Ein zentrales Element der Reform ist die schon erwähnte Chancenkarte. Welche Ziele verfolgt die Regierung mit ihrer Einführung?

Die Chancenkarte dient dazu, vor Ort Arbeit zu suchen. Statt bisher sechs Monate dürfen sich Nicht-EU-Ausländer bis zu einem Jahr in Deutschland zur Arbeitssuche aufhalten. Außerdem können mehr Menschen als bisher den sogenannten Aufenthaltstitel bekommen. Wenn jemand in diesem Jahr ein qualifiziertes Beschäftigungsverhältnis findet, kann diese Person ihren Aufenthalt verlängern.

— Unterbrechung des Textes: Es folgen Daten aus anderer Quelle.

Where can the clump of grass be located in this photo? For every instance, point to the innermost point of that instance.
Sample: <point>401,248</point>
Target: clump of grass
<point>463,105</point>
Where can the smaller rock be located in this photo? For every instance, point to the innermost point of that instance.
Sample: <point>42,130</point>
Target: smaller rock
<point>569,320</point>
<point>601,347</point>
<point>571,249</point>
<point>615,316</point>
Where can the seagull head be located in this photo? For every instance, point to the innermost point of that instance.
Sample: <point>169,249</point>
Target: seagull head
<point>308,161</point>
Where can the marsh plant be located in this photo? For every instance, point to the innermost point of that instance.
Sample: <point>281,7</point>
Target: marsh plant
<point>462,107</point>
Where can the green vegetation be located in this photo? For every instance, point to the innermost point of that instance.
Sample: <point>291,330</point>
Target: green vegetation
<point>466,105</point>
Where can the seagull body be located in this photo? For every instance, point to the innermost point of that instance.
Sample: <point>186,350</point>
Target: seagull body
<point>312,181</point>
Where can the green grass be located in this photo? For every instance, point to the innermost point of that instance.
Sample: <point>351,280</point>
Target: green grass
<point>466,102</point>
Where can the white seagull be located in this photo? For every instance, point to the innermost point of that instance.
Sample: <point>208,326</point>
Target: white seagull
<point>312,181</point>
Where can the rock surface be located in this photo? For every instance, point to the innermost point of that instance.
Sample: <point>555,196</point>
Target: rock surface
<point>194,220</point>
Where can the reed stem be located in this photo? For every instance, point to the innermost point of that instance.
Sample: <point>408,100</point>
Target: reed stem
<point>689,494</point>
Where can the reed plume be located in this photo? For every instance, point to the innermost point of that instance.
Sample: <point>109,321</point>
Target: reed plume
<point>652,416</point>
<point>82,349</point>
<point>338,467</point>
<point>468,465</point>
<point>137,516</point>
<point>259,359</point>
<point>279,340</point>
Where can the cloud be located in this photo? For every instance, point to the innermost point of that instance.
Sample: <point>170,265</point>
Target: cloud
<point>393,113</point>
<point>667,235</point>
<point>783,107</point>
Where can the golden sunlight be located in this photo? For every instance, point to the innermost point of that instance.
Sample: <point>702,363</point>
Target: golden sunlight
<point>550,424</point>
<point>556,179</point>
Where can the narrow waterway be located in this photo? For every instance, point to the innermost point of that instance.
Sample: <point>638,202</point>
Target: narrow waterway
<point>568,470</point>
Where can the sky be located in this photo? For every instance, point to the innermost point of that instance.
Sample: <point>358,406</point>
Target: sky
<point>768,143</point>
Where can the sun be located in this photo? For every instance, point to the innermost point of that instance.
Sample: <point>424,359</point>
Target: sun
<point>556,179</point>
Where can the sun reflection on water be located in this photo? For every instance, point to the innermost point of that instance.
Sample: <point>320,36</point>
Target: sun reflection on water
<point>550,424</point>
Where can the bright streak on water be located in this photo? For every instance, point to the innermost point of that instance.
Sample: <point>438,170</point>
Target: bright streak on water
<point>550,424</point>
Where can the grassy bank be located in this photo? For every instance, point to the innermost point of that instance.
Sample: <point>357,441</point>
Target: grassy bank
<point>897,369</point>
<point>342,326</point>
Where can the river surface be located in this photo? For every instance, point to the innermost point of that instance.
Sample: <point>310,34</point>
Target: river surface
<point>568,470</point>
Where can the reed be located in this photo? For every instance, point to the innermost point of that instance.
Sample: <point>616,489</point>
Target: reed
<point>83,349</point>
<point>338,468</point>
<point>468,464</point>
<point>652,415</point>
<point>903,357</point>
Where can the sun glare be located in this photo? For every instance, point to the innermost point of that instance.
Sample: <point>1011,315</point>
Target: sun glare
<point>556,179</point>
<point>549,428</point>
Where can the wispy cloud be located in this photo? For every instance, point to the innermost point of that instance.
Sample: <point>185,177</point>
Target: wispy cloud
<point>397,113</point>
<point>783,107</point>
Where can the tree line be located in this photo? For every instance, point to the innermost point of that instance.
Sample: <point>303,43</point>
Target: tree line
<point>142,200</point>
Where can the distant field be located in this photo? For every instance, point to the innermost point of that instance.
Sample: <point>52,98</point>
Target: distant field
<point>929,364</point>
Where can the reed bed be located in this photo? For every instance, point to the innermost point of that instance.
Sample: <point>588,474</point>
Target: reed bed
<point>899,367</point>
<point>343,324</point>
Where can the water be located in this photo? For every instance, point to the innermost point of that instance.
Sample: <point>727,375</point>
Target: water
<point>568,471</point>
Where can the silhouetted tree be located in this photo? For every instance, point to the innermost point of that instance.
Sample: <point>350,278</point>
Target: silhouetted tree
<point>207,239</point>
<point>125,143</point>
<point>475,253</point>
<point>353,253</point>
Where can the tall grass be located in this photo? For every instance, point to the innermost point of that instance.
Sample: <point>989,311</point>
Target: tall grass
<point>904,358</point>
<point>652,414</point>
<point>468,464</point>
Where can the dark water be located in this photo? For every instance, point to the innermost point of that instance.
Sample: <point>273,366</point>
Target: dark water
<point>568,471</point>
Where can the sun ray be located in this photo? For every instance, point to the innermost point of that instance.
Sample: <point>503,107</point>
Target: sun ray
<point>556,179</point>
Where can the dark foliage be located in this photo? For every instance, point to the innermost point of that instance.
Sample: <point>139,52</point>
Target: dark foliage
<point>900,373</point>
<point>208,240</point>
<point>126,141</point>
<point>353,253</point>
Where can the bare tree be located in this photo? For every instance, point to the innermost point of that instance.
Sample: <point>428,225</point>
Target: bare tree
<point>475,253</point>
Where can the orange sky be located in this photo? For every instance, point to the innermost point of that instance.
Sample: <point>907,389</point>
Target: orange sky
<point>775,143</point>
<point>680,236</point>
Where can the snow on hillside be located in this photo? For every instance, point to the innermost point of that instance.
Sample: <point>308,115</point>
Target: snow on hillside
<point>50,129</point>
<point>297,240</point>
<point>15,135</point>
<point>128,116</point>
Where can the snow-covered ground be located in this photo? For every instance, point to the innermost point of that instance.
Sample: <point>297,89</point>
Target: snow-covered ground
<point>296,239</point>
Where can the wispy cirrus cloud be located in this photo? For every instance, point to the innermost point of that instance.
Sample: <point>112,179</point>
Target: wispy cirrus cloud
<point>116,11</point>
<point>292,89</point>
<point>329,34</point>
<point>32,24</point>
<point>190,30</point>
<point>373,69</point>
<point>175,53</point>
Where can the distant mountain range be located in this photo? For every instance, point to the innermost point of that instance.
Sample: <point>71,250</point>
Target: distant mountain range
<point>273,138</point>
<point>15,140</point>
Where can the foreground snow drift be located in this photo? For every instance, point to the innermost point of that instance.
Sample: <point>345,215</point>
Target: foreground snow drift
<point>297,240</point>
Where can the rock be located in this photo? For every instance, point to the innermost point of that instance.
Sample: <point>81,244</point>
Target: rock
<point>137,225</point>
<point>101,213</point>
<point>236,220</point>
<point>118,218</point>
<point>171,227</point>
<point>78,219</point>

Eine Chancenkarte bekommt nur, wer seinen Lebensunterhalt selbst sichert – sei es durch Ersparnisse oder eine Neben­tätigkeit. Inhaber der Karte dürfen bis zu 20 Stunden pro Woche unabhängig von ihrer Qualifikation arbeiten. Die Chancenkarte erlaubt außerdem, dass der Inhaber bis zu zwei Wochen lang in dem künftigen qualifizierten Job zur Probe arbeitet.

Sie haben in Indien, Brasilien und vielen anderen Ländern bei Auslandsreisen persönlich um Fachkräfte geworben. Auf welche Reaktionen stoßen Sie dabei?

Fast ausnahmslos auf positive Reaktionen. Viele junge, motivierte und gut ausgebildete Menschen wollen gern nach Deutschland kommen – weil sie in der Heimat kaum gute Perspektiven sehen oder wegen der Möglichkeiten, die Deutschland bietet, etwa in der Weiterbildung oder bei der Karriereentwicklung. Manchmal wurde auch die gute Sicherheitslage oder die Möglichkeit, Familie mitzubringen, genannt.

Was sind die wichtigsten Argumente, mit denen Sie für Deutschland werben?

Es gibt viele gute Gründe, nach Deutschland zu kommen: Geregelte Arbeitsbedingungen, vielfältige Karriere­möglichkeiten und eine gute Industrie und Forschung. Fachkräfte können für ihr berufliches Fortkommen davon profitieren. Hinzu kommen das soziale Sicherungssystem, etwa durch die Kranken­versicherung, gute Möglichkeiten des Familienmitzugs sowie gute und kostenlose Bildung. Letzteres ist gerade für junge Familien wichtig, aber auch für ausländische Studierende.

Zur Person:
Der 1972 in Hildesheim in Niedersachsen geborene Hubertus Heil ist seit März 2018 Bundesminister für Arbeit und Soziales. Er gehört wie Bundeskanzler Olaf Scholz der SPD an und ist seit Ende 2019 auch stellvertretender Parteivorsitzender. Zuvor war er unter anderem Generalsekretär der SPD.  Heil studierte Politikwissenschaft und Soziologie, dem Deutschen Bundestag gehört er schon seit 1998 an.